Amazon.co.uk Review
The colour-printed
Java Modeling in Color with UML provides four UML "archetypes" for common entities in business modelling. These have rather abstract names like the "moment-interval" and are each assigned a different colour in UML. The book uses these four archetypes to model 61 domain-specific business components for manufacturing (including suppliers and inventory control), facilities management, sales, employees and organisations plus accounting and document management.
Similar in spirit to software-design patterns these UML components are catalogued with short prose descriptions and illustrated with UML. The detail here is often impressive although the type is by necessity small. (Fortunately, the CD-ROM contains all these diagrams--including Java source code--for use within your own designs.) The authors--all experts in UML--have done the heavy lifting here. The idea is to incorporate these components within your own projects.
A catalogue of expert components, this book describes the authors' "Feature-Driven Development" (FDD) software-design process. (Although there is one UML standard, design processes still proliferate.) FDD touts good productivity with a minimum of overhead. The authors argue that it can be used productively within today's ever-shorter business cycles.
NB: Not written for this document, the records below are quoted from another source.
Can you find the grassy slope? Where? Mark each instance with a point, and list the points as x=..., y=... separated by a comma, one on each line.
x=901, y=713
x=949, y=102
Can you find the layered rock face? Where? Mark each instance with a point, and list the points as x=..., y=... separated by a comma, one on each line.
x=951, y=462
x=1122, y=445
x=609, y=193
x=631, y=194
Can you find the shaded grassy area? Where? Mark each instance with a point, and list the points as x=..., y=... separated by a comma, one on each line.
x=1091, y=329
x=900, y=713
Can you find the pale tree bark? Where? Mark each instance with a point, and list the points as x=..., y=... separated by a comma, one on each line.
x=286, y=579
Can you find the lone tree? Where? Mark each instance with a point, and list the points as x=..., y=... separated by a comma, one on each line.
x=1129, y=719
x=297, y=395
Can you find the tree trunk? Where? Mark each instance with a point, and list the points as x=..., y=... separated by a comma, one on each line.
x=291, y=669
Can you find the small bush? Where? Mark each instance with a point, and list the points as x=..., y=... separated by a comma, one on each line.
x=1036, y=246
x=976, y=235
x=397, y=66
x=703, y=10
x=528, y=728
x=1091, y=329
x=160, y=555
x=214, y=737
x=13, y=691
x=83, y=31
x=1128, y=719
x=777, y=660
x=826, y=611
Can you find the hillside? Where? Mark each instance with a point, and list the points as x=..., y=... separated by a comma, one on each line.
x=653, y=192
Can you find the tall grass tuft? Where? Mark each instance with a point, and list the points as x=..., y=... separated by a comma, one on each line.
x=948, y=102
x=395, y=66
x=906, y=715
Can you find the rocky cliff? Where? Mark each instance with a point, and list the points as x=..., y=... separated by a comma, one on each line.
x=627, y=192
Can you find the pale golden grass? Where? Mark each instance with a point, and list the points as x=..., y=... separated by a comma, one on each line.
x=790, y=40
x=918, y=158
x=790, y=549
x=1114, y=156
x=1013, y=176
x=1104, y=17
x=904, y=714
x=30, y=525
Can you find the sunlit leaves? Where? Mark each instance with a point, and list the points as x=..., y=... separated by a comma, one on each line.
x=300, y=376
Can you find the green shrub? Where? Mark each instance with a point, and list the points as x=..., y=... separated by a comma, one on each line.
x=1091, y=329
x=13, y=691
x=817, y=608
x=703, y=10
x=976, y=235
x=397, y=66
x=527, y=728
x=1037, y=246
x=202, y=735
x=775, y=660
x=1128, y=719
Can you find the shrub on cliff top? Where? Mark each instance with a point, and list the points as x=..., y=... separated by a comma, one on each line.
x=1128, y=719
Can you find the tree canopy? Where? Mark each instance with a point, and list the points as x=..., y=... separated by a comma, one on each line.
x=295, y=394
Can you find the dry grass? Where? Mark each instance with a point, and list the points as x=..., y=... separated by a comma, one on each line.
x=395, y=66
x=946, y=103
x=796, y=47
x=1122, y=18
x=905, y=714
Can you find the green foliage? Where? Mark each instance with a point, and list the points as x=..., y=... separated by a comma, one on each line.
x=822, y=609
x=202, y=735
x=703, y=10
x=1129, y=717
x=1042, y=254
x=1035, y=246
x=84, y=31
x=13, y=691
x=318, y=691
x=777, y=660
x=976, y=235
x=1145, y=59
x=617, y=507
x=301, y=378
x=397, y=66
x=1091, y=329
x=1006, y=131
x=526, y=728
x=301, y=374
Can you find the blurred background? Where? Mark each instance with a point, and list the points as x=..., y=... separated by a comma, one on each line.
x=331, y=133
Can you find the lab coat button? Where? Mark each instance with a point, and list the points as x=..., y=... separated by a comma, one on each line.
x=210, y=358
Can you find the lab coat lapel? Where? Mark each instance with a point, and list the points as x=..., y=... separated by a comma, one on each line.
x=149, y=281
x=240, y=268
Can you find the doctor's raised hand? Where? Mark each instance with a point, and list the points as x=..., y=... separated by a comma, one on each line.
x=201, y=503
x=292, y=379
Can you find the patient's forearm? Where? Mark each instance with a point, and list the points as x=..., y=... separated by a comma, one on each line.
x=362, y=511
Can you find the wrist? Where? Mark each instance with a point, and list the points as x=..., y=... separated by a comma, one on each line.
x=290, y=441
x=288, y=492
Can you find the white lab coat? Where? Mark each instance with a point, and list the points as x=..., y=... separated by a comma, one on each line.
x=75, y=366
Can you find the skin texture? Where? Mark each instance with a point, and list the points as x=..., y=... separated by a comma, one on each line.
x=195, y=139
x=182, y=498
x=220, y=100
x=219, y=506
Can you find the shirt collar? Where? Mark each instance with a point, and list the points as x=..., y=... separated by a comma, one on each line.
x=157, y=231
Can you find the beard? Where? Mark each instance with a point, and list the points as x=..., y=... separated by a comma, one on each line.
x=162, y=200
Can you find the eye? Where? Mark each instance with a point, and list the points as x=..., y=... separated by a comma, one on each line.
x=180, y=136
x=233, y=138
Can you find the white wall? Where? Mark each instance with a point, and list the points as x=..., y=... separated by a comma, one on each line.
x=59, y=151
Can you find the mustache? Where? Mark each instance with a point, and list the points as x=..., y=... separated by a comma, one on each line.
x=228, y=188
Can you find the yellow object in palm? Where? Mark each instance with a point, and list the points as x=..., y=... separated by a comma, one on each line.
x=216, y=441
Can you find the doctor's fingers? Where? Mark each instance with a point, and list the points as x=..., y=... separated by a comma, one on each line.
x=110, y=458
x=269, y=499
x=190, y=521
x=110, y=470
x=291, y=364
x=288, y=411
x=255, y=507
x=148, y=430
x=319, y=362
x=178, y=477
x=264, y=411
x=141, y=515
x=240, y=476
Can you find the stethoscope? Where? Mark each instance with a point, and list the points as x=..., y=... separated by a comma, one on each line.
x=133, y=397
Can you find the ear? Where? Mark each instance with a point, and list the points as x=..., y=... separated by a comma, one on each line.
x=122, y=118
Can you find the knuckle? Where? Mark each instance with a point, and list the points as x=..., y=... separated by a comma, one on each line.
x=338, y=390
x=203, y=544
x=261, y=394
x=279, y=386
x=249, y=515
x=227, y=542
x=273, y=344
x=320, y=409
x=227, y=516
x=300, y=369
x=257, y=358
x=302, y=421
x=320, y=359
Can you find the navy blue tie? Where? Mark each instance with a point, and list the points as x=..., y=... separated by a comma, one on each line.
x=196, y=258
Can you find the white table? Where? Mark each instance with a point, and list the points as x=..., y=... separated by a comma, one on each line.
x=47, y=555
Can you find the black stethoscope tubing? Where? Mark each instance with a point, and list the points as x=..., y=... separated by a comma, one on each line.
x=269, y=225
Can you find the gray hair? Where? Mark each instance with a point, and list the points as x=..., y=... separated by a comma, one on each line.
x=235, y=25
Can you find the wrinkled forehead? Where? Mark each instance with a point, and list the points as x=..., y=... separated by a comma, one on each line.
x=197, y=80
Overall this book features much more than just colour-enhanced UML. It provides a foundation of UML (and Java classes on the CD-ROM) that can model most business problems. If you design with UML you can surely benefit from this intelligent and visually savvy text. --Richard Dragan
Product Description
This is the first book to teach software design in color. Peter Coad and his co-authors use four colors to represent four "archetypes": forms that appear repeatedly in effective component and object models. Given a color, you'll know the kind of attributes, links, methods, and interactions that class is likely to have. Using these color "building blocks," you can build better models for any business. Coad's team plugs these archetypes into a 12-class domain-neutral component that reflects his unparalleled modeling experience. The book delivers 47 ready-to-use, domain-specific components, each designed to help you build better models and apps. Finally, the authors introduce Feature-Driven Development, a new process for getting the most out of Java modeling and development. It's like having Peter Coad at your side, guiding you towards more effective design!